President Donald Trump on Monday said he will let Defense Secretary Pete Hegseth decide whether to release the full video of a controversial military strike on alleged drug smugglers off the coast of Venezuela, backing away from comments last week when he said that “whatever” footage the Pentagon possesses “we’d certainly release, no problem.”
Speaking to reporters at the White House, Trump denied saying Wednesday that he was open to releasing the video — despite doing so on camera — and then attacked the journalist who asked him about his previous comments, calling her “fake news.”
“I didn’t say that. You said that,” Trump said, before adding: “Whatever Hegseth wants to do is okay with me.”
The comments came as the administration struggles to shake off scrutiny of a Sept. 2 operation in which elite Special Operations forces attacked a boat carrying 11 people and then struck again after determining there two survivors among the wreckage. The incident, first reported by The Washington Post late last month, has raised questions among Democrats and law of war experts about whether the men’s killing may constitute a war crime.
Hegseth, speaking Saturday at the Reagan National Defense Forum in California, declined to commit to releasing the video despite Trump’s earlier comments.
“We are reviewing the process, and we’ll see,” Hegseth said, voicing a desire to protect future operations of a similar kind. Spokespeople for the secretary could not immediately be reached for comment Monday.
Lawmakers have demanded the release of all related video, including footage shown to select lawmakers last week when Adm. Frank M. Bradley, the commander who oversaw the operation, was summoned to Capitol Hill to discuss his decision-making.
In language of its new defense policy bill, released Sunday, lawmakers called for “unedited video of strikes conducted against designated terrorist organizations in the area of responsibility of the United States Southern Command” to be released to members of the armed services committees and for a quarter of Hegseth’s travel budget to be withheld if the defense secretary continues to withhold the footage. That news was reported earlier by Politico.
Administration officials have defended the Sept. 2 strike, comparing the action at sea to strikes in years past against militants in Iraq, Afghanistan and other countries. Hegseth, speaking Saturday, called the secondary strike a “reattack” and said that while Bradley ordered the action, he agreed with the call.

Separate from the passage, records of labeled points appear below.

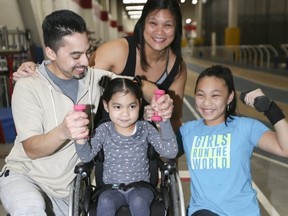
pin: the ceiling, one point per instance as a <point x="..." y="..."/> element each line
<point x="133" y="8"/>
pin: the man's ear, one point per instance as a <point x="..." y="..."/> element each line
<point x="105" y="105"/>
<point x="50" y="53"/>
<point x="230" y="98"/>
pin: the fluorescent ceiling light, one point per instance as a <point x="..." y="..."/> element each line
<point x="135" y="16"/>
<point x="139" y="7"/>
<point x="134" y="13"/>
<point x="134" y="1"/>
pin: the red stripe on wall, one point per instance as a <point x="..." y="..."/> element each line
<point x="104" y="15"/>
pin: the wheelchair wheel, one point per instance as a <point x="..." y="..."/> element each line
<point x="177" y="207"/>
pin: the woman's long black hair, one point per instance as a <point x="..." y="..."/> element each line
<point x="223" y="73"/>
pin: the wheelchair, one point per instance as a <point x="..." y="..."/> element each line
<point x="168" y="200"/>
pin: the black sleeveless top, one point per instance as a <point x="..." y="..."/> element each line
<point x="130" y="66"/>
<point x="129" y="70"/>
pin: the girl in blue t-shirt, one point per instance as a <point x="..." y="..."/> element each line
<point x="219" y="146"/>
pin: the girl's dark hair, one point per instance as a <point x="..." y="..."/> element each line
<point x="59" y="24"/>
<point x="149" y="7"/>
<point x="225" y="74"/>
<point x="112" y="86"/>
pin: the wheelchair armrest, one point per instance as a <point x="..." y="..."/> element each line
<point x="84" y="167"/>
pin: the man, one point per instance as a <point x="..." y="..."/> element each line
<point x="39" y="169"/>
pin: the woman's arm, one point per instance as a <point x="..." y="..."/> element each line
<point x="176" y="92"/>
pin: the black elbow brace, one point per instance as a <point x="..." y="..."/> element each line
<point x="274" y="113"/>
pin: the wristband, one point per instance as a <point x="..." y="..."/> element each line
<point x="274" y="114"/>
<point x="137" y="80"/>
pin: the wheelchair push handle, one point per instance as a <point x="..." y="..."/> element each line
<point x="158" y="93"/>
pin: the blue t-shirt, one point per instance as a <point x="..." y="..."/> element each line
<point x="218" y="159"/>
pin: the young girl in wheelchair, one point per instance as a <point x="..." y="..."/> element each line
<point x="124" y="141"/>
<point x="219" y="146"/>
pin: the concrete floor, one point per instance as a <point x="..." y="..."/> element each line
<point x="269" y="172"/>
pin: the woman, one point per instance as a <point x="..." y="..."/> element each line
<point x="153" y="52"/>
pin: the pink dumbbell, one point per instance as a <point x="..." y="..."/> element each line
<point x="158" y="93"/>
<point x="79" y="107"/>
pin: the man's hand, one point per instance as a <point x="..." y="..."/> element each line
<point x="75" y="125"/>
<point x="163" y="106"/>
<point x="26" y="69"/>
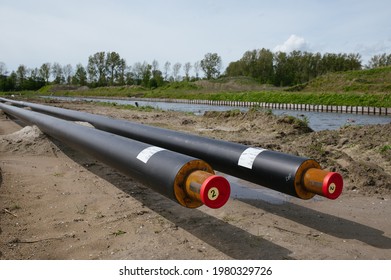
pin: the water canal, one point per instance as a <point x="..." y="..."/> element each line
<point x="316" y="120"/>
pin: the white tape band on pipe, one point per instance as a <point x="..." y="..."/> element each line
<point x="147" y="153"/>
<point x="248" y="156"/>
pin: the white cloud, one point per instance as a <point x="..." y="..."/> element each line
<point x="294" y="42"/>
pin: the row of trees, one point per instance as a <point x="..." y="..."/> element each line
<point x="108" y="69"/>
<point x="283" y="69"/>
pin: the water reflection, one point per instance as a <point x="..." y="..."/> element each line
<point x="316" y="120"/>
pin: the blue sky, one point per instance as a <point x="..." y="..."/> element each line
<point x="67" y="32"/>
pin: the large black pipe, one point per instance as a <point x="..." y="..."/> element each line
<point x="184" y="179"/>
<point x="297" y="176"/>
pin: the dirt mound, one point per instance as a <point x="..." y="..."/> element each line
<point x="29" y="139"/>
<point x="361" y="154"/>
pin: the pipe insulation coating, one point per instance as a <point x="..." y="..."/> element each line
<point x="165" y="171"/>
<point x="297" y="176"/>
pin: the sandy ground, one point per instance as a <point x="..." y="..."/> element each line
<point x="56" y="203"/>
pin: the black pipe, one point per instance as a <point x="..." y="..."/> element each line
<point x="184" y="179"/>
<point x="297" y="176"/>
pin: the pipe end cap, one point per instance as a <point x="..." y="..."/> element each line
<point x="332" y="185"/>
<point x="215" y="191"/>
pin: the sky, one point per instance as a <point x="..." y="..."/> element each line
<point x="69" y="31"/>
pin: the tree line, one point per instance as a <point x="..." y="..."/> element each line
<point x="288" y="69"/>
<point x="110" y="69"/>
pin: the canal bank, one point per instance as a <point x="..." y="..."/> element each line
<point x="316" y="118"/>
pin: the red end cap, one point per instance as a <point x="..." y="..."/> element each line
<point x="215" y="191"/>
<point x="332" y="185"/>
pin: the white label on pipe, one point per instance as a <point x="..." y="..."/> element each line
<point x="147" y="153"/>
<point x="248" y="156"/>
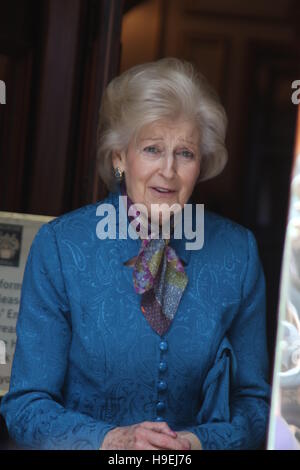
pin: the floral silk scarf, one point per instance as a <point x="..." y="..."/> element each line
<point x="159" y="276"/>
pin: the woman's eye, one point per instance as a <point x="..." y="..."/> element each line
<point x="151" y="149"/>
<point x="186" y="153"/>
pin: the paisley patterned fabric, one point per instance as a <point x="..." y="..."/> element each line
<point x="87" y="360"/>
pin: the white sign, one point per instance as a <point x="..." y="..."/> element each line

Legal experts and Democrats have questioned that argument, saying that recent strikes at sea do not come with the same congressional authorization of military force and that killing a shipwrecked combatant at sea is considered a violation of the law of armed conflict.
The Sept. 2 strike was the first that the Pentagon has carried out, killing more than 85 people. Hegseth, in his remarks Saturday, said the strikes will continue.
The targets, he said, “are the al-Qaeda of our hemisphere, and we are hunting them with the sophistication and precision that we hunted al-Qaeda. We are tracking them, we are killing them, and we will keep killing them so long as they are poisoning [American citizens] with narcotics.”
Hegseth said that the drugs are “tantamount to chemical weapons.”